(This post is in response to a twitter argument I got into that was tipped off by an inane and glib tweet from a Bloomberg opinion writer. The gist of the tweet was that a Chomskyan analysis of the media coverage of a political campaign was useless. The results of an election merely reflects voter preference.)
Manoush finds herself staying in a hotel in a small city that’s not her own. One evening she is deciding where to go for dinner. She really has a craving for burgers, so she looks for some burger places in the vicinity and finds only one that’s open: Maria’s Burgers.
Being unfamiliar with the the area, Manoush asks at the hotel front desk about Maria’s. The desk clerk hesitates and gives a non-committal answer, “I don’t eat there, but to each their own.”
Manoush is perplexed. “Is there something wrong with Maria’s?” she asks.
The clerk then proceeds to give a litany of negative facts about Maria’s: It had a health code violation last year; Maria has a reputation of being a demanding boss; The head cook quit last month; etc. After listening to this, Manoush decides that she shouldn’t eat at Maria’s and goes to Sal’s Seafood across the street from Maria’s.

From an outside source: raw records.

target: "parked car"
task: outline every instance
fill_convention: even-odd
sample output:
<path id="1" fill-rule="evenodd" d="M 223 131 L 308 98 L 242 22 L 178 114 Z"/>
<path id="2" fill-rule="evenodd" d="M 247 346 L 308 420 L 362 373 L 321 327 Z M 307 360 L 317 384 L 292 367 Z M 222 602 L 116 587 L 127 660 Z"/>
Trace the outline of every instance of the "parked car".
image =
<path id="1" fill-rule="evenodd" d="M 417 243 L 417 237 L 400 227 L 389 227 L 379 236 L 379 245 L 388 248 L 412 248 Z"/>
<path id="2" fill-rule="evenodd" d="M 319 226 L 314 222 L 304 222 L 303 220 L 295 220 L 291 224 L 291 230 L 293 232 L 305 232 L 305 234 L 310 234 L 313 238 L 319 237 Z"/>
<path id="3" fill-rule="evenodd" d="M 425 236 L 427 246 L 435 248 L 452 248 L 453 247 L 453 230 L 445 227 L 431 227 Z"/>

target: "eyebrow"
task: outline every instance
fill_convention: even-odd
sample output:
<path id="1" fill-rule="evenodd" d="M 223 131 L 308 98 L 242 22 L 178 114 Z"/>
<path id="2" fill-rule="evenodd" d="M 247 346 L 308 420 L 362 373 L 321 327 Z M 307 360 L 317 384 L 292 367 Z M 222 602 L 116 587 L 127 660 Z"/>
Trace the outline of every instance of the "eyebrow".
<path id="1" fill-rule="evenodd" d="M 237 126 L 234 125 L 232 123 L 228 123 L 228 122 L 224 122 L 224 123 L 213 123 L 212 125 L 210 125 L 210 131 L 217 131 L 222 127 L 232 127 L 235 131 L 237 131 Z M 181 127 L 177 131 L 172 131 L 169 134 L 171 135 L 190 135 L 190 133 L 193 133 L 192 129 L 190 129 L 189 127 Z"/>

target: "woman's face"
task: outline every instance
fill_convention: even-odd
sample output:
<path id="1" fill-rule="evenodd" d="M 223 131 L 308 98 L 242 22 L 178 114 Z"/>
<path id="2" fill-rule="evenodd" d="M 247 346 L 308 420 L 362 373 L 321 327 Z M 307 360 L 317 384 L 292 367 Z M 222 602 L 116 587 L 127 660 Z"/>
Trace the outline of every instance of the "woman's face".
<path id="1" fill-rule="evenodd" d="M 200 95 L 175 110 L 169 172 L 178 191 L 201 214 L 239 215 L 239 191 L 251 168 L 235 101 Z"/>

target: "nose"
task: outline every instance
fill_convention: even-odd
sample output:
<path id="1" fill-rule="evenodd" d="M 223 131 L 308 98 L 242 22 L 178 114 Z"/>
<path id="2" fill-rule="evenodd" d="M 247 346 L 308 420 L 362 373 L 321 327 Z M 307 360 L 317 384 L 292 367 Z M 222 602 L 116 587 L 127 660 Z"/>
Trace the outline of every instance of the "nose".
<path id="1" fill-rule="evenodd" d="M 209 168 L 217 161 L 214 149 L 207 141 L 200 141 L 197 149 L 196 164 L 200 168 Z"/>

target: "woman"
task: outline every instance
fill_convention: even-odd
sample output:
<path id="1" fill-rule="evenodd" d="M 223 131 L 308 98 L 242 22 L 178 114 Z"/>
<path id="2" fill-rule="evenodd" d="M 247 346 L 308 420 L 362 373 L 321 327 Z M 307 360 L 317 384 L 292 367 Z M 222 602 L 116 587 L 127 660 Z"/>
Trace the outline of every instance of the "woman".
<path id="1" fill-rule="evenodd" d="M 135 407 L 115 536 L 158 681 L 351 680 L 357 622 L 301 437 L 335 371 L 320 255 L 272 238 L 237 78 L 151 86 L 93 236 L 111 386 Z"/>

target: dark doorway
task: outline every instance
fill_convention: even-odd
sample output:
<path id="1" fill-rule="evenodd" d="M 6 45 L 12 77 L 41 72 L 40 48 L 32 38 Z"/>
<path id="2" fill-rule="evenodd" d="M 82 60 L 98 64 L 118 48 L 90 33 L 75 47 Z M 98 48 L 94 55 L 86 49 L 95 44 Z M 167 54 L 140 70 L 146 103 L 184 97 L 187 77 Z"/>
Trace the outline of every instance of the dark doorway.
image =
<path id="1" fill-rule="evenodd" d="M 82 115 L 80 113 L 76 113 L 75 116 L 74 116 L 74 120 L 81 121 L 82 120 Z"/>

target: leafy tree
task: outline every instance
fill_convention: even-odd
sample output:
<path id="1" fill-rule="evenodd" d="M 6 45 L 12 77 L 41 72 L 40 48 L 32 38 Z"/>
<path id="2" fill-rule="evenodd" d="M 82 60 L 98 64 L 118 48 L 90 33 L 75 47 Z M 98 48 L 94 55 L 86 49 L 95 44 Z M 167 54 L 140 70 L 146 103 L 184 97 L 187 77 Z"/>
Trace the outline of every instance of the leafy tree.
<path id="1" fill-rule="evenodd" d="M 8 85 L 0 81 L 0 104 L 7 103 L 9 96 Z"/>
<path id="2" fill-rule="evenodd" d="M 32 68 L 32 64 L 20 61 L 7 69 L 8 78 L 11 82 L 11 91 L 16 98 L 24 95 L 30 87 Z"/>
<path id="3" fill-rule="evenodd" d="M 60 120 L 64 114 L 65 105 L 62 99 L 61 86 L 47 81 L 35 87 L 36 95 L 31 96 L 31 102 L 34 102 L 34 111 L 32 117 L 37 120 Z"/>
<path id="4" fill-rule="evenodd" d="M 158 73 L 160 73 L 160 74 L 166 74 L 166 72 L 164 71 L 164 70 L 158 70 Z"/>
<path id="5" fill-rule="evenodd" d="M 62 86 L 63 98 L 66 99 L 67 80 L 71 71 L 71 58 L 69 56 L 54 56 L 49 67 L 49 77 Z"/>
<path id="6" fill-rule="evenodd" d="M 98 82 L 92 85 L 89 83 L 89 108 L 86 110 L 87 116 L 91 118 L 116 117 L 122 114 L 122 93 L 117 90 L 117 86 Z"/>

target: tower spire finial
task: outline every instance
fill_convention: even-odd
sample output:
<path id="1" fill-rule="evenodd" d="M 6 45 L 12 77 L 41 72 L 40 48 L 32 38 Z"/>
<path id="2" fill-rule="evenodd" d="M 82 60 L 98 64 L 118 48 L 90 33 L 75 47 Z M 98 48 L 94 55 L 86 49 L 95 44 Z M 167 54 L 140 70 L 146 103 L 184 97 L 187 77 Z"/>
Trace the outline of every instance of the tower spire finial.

What can we say about how Manoush’s choice reflected her preferences? Did she really not want a burger? Did the desk clerk convince her that she didn’t want a burger after all?
Assuming everything the desk clerk said was factually correct, did Manoush make the right decision for herself? What if there was another side to all of those facts: Maybe, for instance, the health code violation caused Maria to completely rethink her cleanliness standards and since then, Maria’s is routinely the cleanest restaurant in town. What if Sal’s Seafood had similar issues that the clerk didn’t mention for some reason? Perhaps Sal was related to the hotel’s owner and had a fierce rivalry with Maria, Or Sal was in the habit of letting the hotel desk clerks eat for free?